In der Zeit als Dolmetscher sei er durch den Norden von Afghanistan gefahren und habe viele Städte und Dörfer gesehen. „Neun von zehn Städten sind nicht sicher. Die Taliban sind sehr aktiv in den kleineren Städten und Dörfern“, sagte Asad und fügte wütend hinzu: „Wie kann die Bundesregierung behaupten, Afghanistan sei sicher. Wie sollen die Städte und Dörfer – wo die Bundeswehr sich aus Sicherheitsgründen zurückgezogen hat – für afghanische Flüchtlinge sicher sein?“
Er verwies auf die jüngsten Anschläge in Afghanistan, auf den Terror, die Armut, die zerstörte Wirtschaft und die Drogenproduktion. „Das Regime in Kabul, das sie gebildet haben, lässt die Menschen arm und ungebildet. 15 Jahre Nato in Afghanistan und was ist das Resultat? Sie sind dort alle gescheitert. Afghanistan ist ein Land, in dem sie ihre Waffen ausprobieren.“
Eine junge Frau (rechts im Bild), die mit ihrem Sohn ebenfalls aus Rostock gekommen ist, mischt sich ein: Sie habe bisher Bundeskanzlerin Merkel als „Heldin“ betrachtet, sagte sie, weil sie Kinder und Familien in Sicherheit gebracht habe.
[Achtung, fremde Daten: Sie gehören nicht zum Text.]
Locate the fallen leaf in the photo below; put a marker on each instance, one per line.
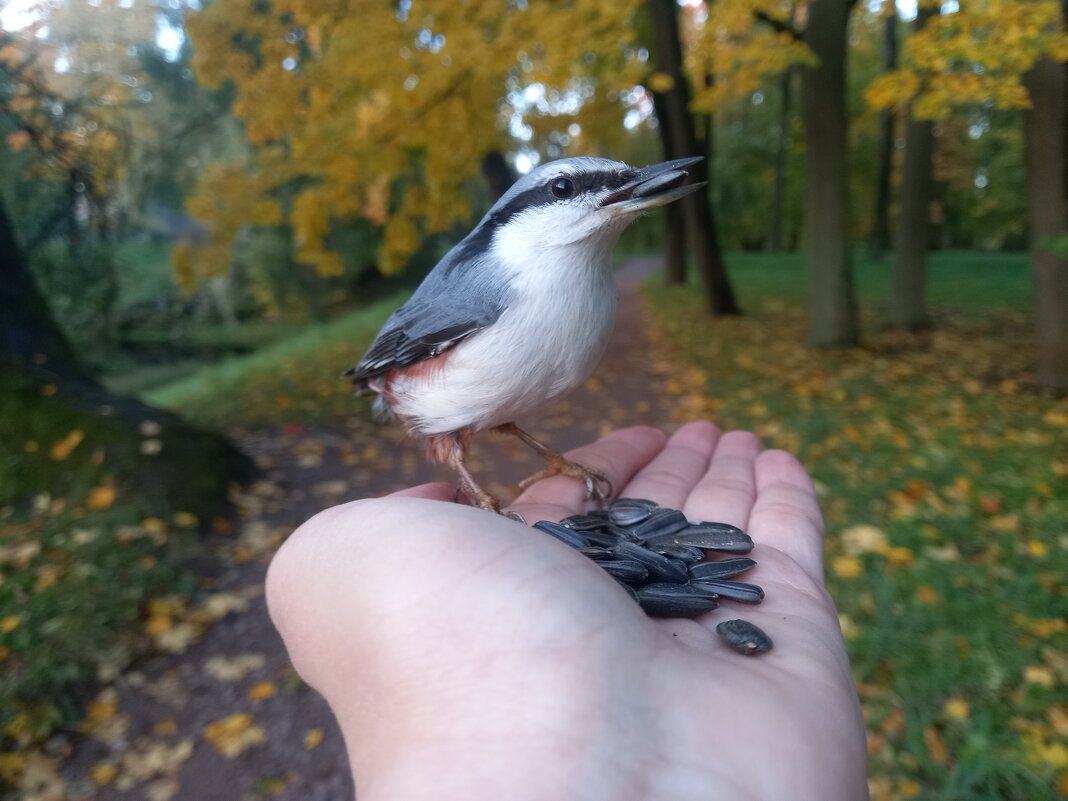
(262, 690)
(63, 449)
(234, 669)
(233, 735)
(100, 498)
Doch sie habe den jüngsten CDU-Parteitag verfolgt und könne sich nicht erklären, wieso jetzt Afghanen abgeschoben werden sollen. Sie habe „panische Angst“, fügte sie hinzu und betonte: „Wer Menschen nach Afghanistan zurückschiebt, tötet sie.“
Der 22-jährige Student Claudius ist zur Demonstration gekommen, nachdem er am Abend zuvor einen Fernsehbericht bei Monitor gesehen hatte, in dem Reporter Teilnehmer des CDU-Parteitags zu den Abschiebungen befragte. Bekannte Politiker hätten dort erklärt, dass es sichere Regionen in Afghanistan gebe. „Das hat mich fassungslos gemacht. Schließlich ist die Bundeswehr in Afghanistan! Es ist der blanke Hohn, wenn die Politiker und die Politikerinnen das so entscheiden.“
Die geplanten Abschiebungen sieht er im Zusammenhang mit dem kommenden Wahlkampf. „Die CDU sieht ihre Wählerschaft schwinden. Die AfD kommt von rechts. Es gibt in der CDU parteiinterne Kämpfe und der rechte Flügel hat sich da wohl jetzt durchgesetzt.“
Georg S. ist seit Ende der 80er Jahre Mitglied bei Pro Asyl. „Das EU-Abkommen mit Afghanistan finde ich völlig inakzeptabel.“ Die Begründung des Bundesinnenministers de Maizière, es gebe sichere Regionen im Kriegsland Afghanistan, lehnt er ab. „Die sogenannte sichere Gegend gibt es in jedem Krieg“, betont er. „Wenn Krieg herrscht, kann man die Menschen nicht dorthin zurückschicken“.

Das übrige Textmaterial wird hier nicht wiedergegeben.